Want to solve the following system:,

$\frac{dx}{dt}=2x+2y\hspace{10pt}(1)\\ \frac{dy}{dt}=x+3y\hspace{15pt}(2)$

i.e., want to find $x(t)$ and $y(t)$ which satisfy the above two equations.

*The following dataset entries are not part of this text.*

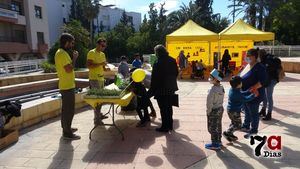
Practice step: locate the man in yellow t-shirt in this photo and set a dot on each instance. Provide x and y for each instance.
(96, 62)
(65, 72)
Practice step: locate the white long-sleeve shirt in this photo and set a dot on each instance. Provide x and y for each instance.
(215, 98)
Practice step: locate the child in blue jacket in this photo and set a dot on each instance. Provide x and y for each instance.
(236, 99)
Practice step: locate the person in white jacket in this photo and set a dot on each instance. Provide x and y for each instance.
(214, 105)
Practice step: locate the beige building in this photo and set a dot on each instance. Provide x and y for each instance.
(24, 32)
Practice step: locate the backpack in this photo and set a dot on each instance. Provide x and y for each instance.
(275, 67)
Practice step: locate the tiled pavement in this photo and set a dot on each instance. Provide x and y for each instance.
(40, 146)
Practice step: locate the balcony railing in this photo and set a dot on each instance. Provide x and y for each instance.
(11, 8)
(5, 6)
(43, 48)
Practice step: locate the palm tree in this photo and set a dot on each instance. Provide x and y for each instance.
(181, 16)
(91, 11)
(219, 23)
(250, 7)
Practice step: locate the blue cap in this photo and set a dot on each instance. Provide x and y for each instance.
(215, 73)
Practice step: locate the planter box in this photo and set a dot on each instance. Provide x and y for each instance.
(10, 137)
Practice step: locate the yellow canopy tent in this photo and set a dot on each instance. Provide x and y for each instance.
(193, 39)
(240, 30)
(238, 38)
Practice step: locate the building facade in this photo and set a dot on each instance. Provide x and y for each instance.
(24, 32)
(58, 15)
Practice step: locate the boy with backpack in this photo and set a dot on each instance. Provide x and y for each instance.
(214, 109)
(275, 74)
(236, 99)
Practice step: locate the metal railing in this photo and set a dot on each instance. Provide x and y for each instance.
(20, 67)
(282, 51)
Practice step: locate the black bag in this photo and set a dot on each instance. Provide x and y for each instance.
(175, 100)
(9, 109)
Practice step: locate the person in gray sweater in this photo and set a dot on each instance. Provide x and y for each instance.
(214, 109)
(123, 68)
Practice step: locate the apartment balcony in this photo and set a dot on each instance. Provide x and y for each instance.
(8, 15)
(43, 48)
(14, 47)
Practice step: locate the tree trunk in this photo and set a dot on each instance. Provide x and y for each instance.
(260, 17)
(91, 34)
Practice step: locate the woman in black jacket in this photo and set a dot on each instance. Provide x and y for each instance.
(163, 86)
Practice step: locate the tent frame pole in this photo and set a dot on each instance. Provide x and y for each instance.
(273, 47)
(219, 54)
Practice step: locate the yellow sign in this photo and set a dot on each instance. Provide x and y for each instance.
(236, 49)
(195, 50)
(200, 50)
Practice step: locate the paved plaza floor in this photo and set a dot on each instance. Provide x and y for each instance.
(41, 146)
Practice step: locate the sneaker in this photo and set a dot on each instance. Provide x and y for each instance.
(98, 122)
(71, 137)
(141, 124)
(103, 117)
(244, 129)
(162, 130)
(267, 118)
(248, 135)
(213, 146)
(74, 130)
(262, 112)
(152, 114)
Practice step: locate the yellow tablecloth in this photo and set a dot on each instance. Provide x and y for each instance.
(123, 101)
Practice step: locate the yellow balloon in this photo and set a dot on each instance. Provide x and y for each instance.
(138, 75)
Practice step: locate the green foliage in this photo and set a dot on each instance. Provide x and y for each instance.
(286, 22)
(48, 67)
(117, 42)
(103, 92)
(81, 43)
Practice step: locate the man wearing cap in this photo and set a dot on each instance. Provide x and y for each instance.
(96, 62)
(253, 81)
(66, 84)
(214, 109)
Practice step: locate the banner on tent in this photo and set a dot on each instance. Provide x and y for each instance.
(196, 50)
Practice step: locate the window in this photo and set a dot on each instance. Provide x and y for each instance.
(38, 12)
(17, 6)
(40, 36)
(20, 36)
(105, 17)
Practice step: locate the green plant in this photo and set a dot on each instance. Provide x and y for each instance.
(48, 67)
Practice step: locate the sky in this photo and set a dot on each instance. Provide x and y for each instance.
(142, 6)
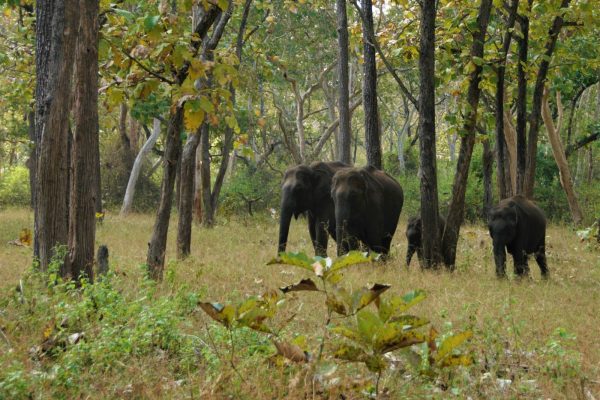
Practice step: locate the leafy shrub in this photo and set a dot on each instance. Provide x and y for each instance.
(250, 188)
(14, 187)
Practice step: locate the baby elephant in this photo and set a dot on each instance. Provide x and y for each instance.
(413, 237)
(519, 226)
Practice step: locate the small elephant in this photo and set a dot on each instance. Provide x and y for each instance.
(368, 203)
(519, 226)
(413, 237)
(306, 189)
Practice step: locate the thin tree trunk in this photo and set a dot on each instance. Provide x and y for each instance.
(344, 131)
(559, 154)
(56, 28)
(504, 182)
(522, 102)
(536, 108)
(137, 166)
(427, 148)
(457, 202)
(372, 131)
(488, 165)
(158, 242)
(82, 216)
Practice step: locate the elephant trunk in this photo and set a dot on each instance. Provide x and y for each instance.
(284, 225)
(500, 259)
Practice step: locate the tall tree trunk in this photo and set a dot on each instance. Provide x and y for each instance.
(538, 90)
(372, 131)
(56, 28)
(522, 101)
(137, 166)
(428, 171)
(158, 242)
(504, 182)
(205, 184)
(488, 165)
(82, 216)
(457, 202)
(343, 88)
(559, 154)
(186, 198)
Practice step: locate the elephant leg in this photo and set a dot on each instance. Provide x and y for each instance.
(540, 258)
(320, 241)
(520, 259)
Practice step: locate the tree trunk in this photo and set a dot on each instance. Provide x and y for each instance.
(56, 28)
(158, 242)
(186, 198)
(503, 181)
(344, 93)
(428, 172)
(559, 154)
(82, 217)
(207, 211)
(522, 102)
(457, 202)
(536, 108)
(488, 165)
(372, 131)
(137, 166)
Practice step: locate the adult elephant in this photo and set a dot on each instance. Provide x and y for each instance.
(306, 189)
(519, 226)
(367, 207)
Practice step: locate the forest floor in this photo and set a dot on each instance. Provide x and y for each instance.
(531, 338)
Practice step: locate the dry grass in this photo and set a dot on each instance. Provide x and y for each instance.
(513, 321)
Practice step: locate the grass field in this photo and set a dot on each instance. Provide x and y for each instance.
(532, 338)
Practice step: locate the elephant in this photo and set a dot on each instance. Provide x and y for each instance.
(519, 226)
(306, 189)
(413, 237)
(368, 203)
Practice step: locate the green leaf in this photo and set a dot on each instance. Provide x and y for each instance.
(365, 296)
(303, 285)
(352, 258)
(220, 313)
(451, 343)
(296, 259)
(150, 22)
(454, 361)
(368, 325)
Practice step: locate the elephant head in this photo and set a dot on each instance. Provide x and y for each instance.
(502, 225)
(297, 190)
(349, 191)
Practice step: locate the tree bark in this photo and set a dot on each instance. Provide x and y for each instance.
(82, 216)
(427, 148)
(522, 102)
(56, 27)
(536, 108)
(504, 182)
(457, 202)
(158, 242)
(343, 88)
(559, 154)
(137, 166)
(372, 131)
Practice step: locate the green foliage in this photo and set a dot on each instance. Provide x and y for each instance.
(253, 186)
(14, 187)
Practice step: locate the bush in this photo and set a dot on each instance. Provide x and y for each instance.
(14, 187)
(250, 187)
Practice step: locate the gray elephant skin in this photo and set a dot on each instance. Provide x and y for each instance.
(518, 225)
(306, 189)
(413, 237)
(367, 203)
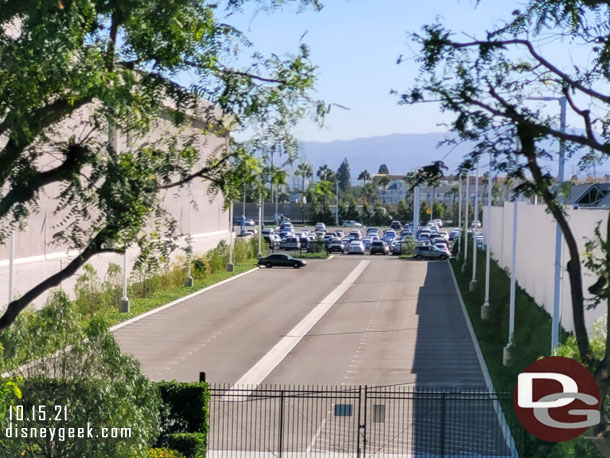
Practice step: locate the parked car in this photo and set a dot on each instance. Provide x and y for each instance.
(379, 247)
(286, 225)
(357, 235)
(286, 233)
(453, 234)
(430, 252)
(273, 240)
(281, 260)
(389, 233)
(356, 247)
(336, 245)
(290, 243)
(243, 221)
(396, 247)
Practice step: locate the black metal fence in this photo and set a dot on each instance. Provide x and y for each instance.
(360, 421)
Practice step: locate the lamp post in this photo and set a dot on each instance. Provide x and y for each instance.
(513, 280)
(189, 250)
(467, 201)
(475, 217)
(337, 209)
(260, 227)
(415, 211)
(459, 201)
(11, 266)
(487, 229)
(124, 302)
(558, 234)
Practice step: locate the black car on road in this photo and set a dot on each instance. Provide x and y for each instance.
(281, 260)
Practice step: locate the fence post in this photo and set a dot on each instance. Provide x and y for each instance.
(281, 422)
(443, 424)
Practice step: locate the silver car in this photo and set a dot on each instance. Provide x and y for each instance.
(356, 247)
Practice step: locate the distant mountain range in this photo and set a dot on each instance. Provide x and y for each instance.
(401, 152)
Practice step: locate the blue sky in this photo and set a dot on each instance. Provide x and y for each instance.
(356, 44)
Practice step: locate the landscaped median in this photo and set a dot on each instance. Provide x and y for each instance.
(66, 375)
(531, 341)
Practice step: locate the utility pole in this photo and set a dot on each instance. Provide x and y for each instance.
(487, 230)
(475, 218)
(466, 223)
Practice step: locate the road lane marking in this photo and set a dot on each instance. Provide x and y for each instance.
(267, 363)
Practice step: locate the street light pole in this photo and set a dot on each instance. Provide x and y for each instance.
(558, 234)
(337, 209)
(459, 201)
(260, 227)
(124, 302)
(513, 280)
(487, 229)
(465, 257)
(558, 238)
(189, 278)
(11, 266)
(415, 211)
(475, 217)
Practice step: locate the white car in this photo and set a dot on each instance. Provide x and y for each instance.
(356, 247)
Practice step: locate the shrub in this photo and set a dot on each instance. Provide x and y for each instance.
(186, 408)
(88, 375)
(192, 445)
(163, 453)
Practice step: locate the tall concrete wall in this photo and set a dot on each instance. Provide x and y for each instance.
(37, 256)
(536, 252)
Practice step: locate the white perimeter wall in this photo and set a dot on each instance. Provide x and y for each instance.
(536, 252)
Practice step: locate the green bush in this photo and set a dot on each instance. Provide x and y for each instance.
(88, 375)
(531, 341)
(186, 408)
(192, 445)
(316, 246)
(163, 453)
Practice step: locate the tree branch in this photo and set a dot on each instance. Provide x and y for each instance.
(526, 136)
(564, 76)
(94, 247)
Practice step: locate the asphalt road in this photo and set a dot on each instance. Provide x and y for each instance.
(398, 322)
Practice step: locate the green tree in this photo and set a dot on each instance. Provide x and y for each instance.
(403, 213)
(487, 82)
(366, 213)
(344, 176)
(324, 173)
(365, 176)
(117, 60)
(369, 192)
(82, 369)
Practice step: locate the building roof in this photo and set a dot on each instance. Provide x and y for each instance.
(589, 195)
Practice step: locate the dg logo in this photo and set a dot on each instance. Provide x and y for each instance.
(557, 399)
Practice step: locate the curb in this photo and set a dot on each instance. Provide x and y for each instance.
(178, 301)
(506, 432)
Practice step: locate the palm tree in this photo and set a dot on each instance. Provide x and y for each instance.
(384, 182)
(455, 190)
(325, 174)
(368, 191)
(364, 176)
(304, 170)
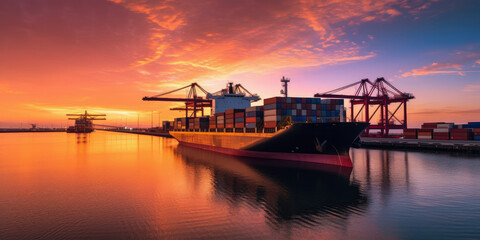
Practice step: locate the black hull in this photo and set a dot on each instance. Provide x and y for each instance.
(312, 138)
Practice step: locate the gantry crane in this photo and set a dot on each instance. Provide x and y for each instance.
(380, 94)
(83, 121)
(193, 102)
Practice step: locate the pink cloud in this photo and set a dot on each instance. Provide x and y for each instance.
(217, 38)
(436, 68)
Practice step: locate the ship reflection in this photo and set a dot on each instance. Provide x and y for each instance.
(307, 195)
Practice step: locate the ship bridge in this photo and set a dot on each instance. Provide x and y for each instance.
(233, 96)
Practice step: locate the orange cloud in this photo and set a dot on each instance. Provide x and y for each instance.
(436, 68)
(82, 53)
(472, 88)
(237, 37)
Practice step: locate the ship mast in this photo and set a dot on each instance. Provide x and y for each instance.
(285, 82)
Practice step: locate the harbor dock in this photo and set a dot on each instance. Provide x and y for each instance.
(421, 144)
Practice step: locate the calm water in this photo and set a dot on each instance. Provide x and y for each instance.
(123, 186)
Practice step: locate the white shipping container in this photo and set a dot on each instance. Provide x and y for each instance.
(271, 112)
(424, 137)
(272, 118)
(445, 125)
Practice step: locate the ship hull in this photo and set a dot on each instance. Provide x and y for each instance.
(323, 143)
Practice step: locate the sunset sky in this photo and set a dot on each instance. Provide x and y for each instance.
(67, 56)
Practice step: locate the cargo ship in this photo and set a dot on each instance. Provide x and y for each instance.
(285, 128)
(324, 143)
(83, 122)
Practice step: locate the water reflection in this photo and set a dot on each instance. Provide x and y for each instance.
(122, 186)
(309, 196)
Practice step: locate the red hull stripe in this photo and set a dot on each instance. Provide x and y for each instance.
(343, 161)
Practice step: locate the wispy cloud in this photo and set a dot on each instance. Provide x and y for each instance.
(217, 38)
(437, 68)
(472, 88)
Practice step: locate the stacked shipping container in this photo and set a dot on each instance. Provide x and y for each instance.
(230, 116)
(445, 131)
(411, 133)
(220, 120)
(254, 117)
(240, 119)
(311, 110)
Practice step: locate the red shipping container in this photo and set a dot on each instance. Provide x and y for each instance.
(273, 100)
(270, 124)
(253, 119)
(240, 115)
(441, 136)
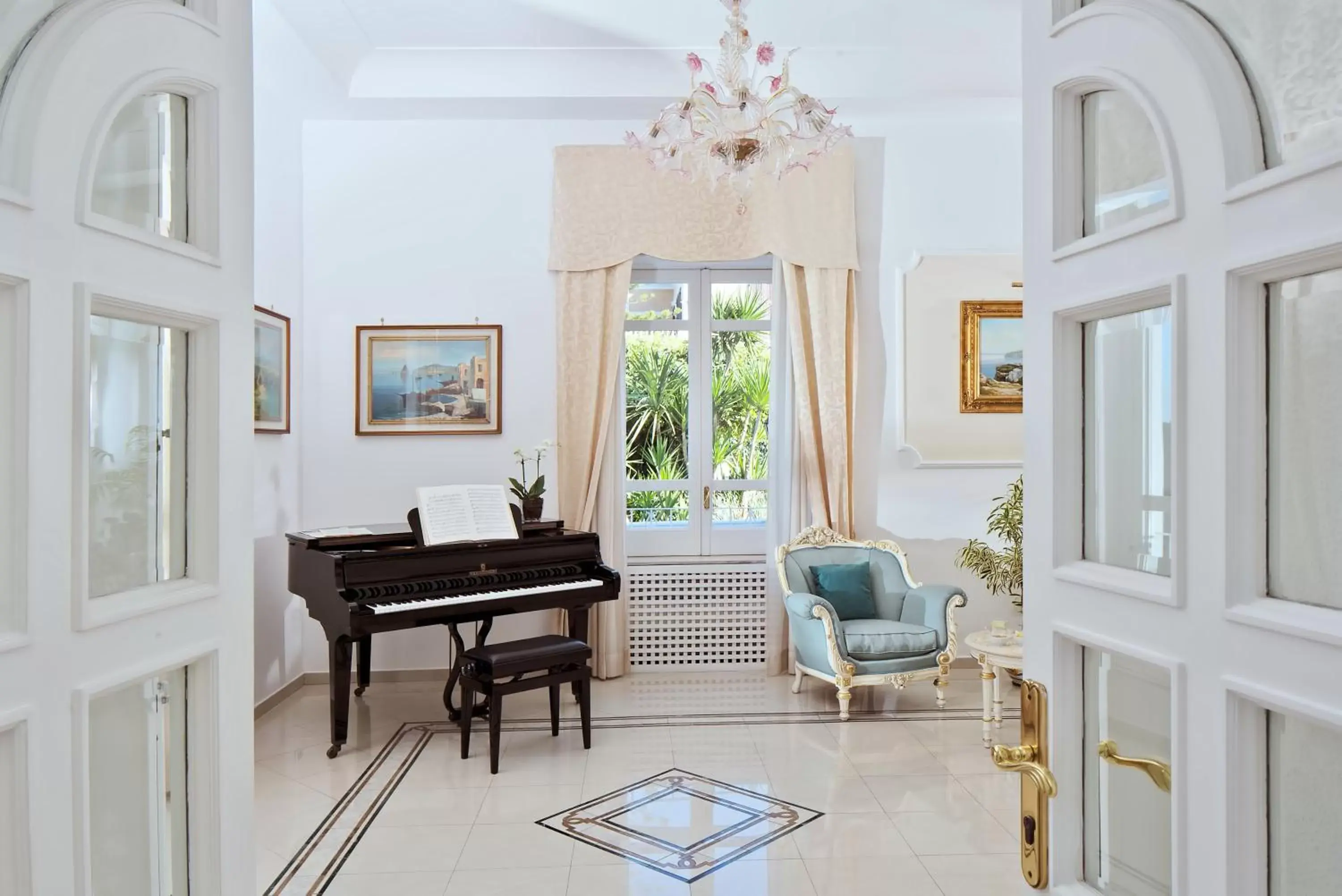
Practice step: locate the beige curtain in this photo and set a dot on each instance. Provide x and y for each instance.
(820, 321)
(591, 338)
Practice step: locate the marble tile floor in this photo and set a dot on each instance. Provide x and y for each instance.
(912, 801)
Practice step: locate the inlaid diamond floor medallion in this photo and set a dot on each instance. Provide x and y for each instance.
(681, 824)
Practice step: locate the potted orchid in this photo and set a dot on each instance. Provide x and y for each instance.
(531, 494)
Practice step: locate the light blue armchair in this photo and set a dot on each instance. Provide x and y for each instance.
(912, 638)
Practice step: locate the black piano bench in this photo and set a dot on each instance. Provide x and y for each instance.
(494, 670)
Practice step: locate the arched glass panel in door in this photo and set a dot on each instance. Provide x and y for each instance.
(141, 173)
(1291, 53)
(1122, 164)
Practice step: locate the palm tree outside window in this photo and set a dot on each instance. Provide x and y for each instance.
(697, 381)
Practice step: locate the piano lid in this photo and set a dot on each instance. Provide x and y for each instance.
(375, 536)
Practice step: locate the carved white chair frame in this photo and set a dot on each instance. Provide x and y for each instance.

Differentiating equation (1) with respect to $t$ yields,

$\frac{d^2 x}{dt^2}=2\frac{dx}{dt}+2\frac{dy}{dt}$

Substituting $\frac{dy}{dt}$ from equation (2), we obtain,

$\frac{d^2x}{dt^2}=2\frac{dx}{dt}+(2x+6y)$

Substituting $y$ from equation (1) gives,

$\frac{d^2x}{dt^2}=2\frac{dx}{dt}+2x+3\left(\frac{dx}{dt}-2x\right)\\ \Rightarrow \frac{d^2x}{dt^2}=5\frac{dx}{dt}-4x\\ \Rightarrow \frac{d^2x}{dt^2}-5\frac{dx}{dt}+4x = 0\hspace{20pt}(3)$

Clearly equation (3) has a solution of the form,

$x(t)=Ae^{r_1 t}+Be^{r_2 t}$ , where $A, B$ are two fixed constants and $r_1$ and $r_2$ are the two roots of the equation:

$r^2 - 5r+4=0\\ \Rightarrow (r-1)(r-4)=0\\ \Rightarrow r=1\text{ or }r=4$

Thus we can take $r_1=1$ and $r_2=4$

Hence, $x(t)=Ae^t + Be^{4t}$

Using this value of $x(t)$ , we get $y(t)$ (from equation (1)) as follows,

$y(t)=\frac{1}{2}\left(\frac{dx}{dt}\right)-x\\ \Rightarrow y(t)=-\frac{A}{2}e^t + B e^{4t}$

So the solution of the system is given by,

$x(t)=Ae^t + Be^{4t}\\ y(t)=-\frac{A}{2}e^t + B e^{4t}$

The values of $A$ and $B$ has to be determined from the initial values, if provided (for example, those can be obtained if $x(0)$ and $y(0)$ are known.)